What are “Phantom Shares” and what are they for?

By Javier Navarro Casanova. Managing Partner of VINCA CAPITAL

It is a formula widely used lately by some high-growth or family companies to encourage, attract and retain collaborators and key people in the development of the Company. It consists of granting an economic right, not a political one, whose objective is to align the interests of directors and employees with those of the shareholders.

The conditions and method of collecting the phantom shares will be defined by a detailed plan that the company will have defined and which will contain at least: who are the beneficiaries, the liquidity events of the right, the vesting or period of permanence during which these rights will be consolidated and how to value them.
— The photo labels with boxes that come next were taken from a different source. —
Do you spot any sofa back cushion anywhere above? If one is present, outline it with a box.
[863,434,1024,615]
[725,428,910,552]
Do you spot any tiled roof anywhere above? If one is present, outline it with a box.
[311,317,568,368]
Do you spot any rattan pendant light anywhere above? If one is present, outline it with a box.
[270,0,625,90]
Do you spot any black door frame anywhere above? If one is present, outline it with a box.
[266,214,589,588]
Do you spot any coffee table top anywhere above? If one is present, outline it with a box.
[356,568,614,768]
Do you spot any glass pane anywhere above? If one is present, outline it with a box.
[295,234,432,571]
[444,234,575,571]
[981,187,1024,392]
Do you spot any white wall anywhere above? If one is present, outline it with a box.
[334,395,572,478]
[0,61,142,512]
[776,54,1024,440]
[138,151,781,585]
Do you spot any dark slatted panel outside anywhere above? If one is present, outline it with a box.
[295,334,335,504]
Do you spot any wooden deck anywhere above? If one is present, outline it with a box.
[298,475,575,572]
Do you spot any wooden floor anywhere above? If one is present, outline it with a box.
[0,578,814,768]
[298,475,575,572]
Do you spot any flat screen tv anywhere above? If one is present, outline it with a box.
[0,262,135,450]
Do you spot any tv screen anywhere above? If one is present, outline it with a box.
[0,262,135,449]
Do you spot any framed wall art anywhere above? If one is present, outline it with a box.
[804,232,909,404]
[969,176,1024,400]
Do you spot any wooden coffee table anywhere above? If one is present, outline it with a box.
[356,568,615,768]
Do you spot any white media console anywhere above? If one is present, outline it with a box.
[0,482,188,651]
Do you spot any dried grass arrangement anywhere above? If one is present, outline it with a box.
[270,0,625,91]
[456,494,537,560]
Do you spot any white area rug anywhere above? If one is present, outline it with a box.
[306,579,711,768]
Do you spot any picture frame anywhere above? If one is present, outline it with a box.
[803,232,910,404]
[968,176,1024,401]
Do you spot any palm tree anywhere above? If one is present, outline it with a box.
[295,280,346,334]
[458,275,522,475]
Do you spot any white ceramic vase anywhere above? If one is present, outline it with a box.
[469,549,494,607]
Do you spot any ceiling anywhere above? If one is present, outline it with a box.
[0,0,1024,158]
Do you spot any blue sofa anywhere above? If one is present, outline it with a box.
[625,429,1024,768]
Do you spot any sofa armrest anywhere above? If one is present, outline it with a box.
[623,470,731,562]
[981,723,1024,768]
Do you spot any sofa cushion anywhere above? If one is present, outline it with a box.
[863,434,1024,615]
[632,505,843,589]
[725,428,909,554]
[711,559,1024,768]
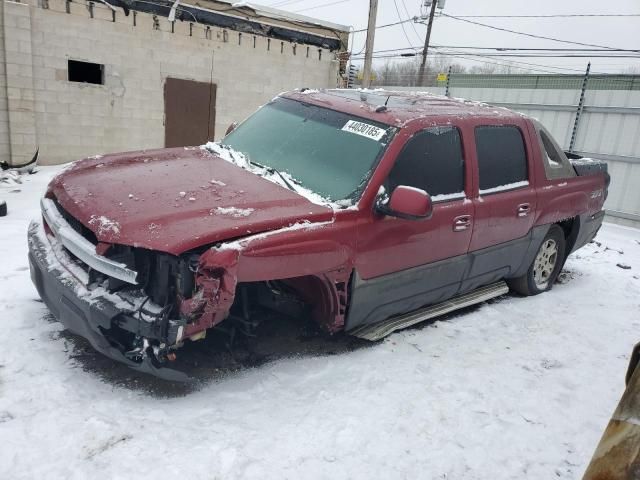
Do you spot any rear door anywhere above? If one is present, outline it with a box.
[347,126,473,329]
[463,119,536,291]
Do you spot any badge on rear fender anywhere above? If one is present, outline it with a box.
[342,120,386,141]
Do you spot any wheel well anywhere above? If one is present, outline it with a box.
[557,217,580,259]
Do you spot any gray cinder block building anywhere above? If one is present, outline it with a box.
[0,0,349,164]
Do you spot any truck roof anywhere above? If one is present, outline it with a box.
[281,89,522,127]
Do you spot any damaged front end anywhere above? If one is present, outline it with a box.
[28,198,238,381]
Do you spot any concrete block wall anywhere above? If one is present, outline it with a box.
[0,0,338,164]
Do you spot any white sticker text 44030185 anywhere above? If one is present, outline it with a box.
[342,120,386,141]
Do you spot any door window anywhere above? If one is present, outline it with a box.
[387,126,464,202]
[475,125,529,194]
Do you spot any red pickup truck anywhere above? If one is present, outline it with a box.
[29,90,609,378]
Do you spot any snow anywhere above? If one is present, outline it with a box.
[0,167,640,480]
[200,142,340,209]
[569,157,602,165]
[212,207,253,218]
[480,180,529,195]
[431,192,465,202]
[89,215,120,235]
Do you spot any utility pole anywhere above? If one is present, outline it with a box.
[418,0,438,87]
[362,0,378,88]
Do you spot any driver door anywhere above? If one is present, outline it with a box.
[346,126,474,330]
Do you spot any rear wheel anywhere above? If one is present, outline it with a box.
[508,225,566,295]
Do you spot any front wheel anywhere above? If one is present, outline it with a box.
[507,225,566,295]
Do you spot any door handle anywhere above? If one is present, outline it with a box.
[518,203,531,217]
[453,215,471,232]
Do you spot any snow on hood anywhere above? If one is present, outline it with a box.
[48,148,335,255]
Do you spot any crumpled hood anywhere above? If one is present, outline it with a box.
[47,147,333,255]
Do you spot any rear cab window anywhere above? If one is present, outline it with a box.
[534,121,576,180]
[385,126,466,202]
[475,125,529,195]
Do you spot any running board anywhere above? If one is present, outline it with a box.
[347,281,509,342]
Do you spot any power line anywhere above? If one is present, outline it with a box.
[440,13,640,52]
[430,45,637,52]
[398,0,422,41]
[354,44,640,59]
[393,0,411,44]
[294,0,349,13]
[352,52,612,74]
[351,18,413,33]
[457,13,640,18]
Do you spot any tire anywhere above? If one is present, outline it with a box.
[507,225,566,296]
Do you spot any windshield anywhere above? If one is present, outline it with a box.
[221,98,395,201]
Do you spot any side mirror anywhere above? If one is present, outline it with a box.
[376,185,433,220]
[224,122,238,136]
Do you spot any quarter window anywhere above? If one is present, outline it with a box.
[540,130,562,168]
[475,125,528,193]
[387,127,464,201]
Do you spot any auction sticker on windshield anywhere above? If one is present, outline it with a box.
[342,120,386,141]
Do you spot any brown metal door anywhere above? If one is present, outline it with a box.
[164,78,216,147]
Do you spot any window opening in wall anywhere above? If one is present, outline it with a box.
[68,60,104,85]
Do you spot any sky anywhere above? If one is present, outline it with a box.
[255,0,640,73]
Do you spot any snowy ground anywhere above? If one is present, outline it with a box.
[0,168,640,479]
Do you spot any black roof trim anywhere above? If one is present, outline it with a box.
[109,0,342,51]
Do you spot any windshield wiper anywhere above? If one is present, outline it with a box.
[249,160,298,193]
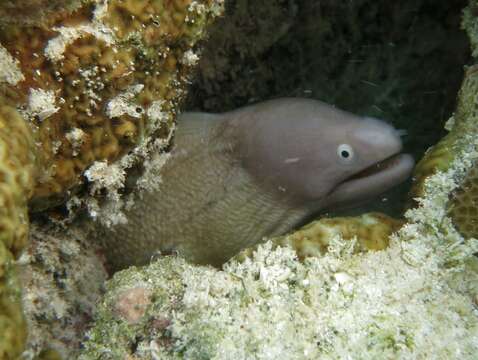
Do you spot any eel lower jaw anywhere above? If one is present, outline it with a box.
[326,154,415,207]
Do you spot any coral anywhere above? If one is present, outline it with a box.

When the moment of payment arrives, the beneficiaries receive a bonus calculated by the difference in value of the Company’s shares between the moment they were delivered and the date of exercise.

The advantage over another system such as stock options is that the beneficiary does not acquire the status of partner, does not obtain political rights, and therefore cannot hinder the adoption of relevant agreements at the share level. Shareholders Meeting.

Furthermore, the stock options system implies an economic outlay by the beneficiary to be able to buy the shares. In the phantom there is no type of disbursement by the collaborator.

Both remuneration systems also serve to minimize initial costs and that part of the salary or variable remuneration is accrued based on the evolution of the Company.

This is an unregulated figure, so there is total flexibility for its configuration, although we recommend that the Plan be formulated by the Board of Directors and approved by the Shareholders’ Meeting.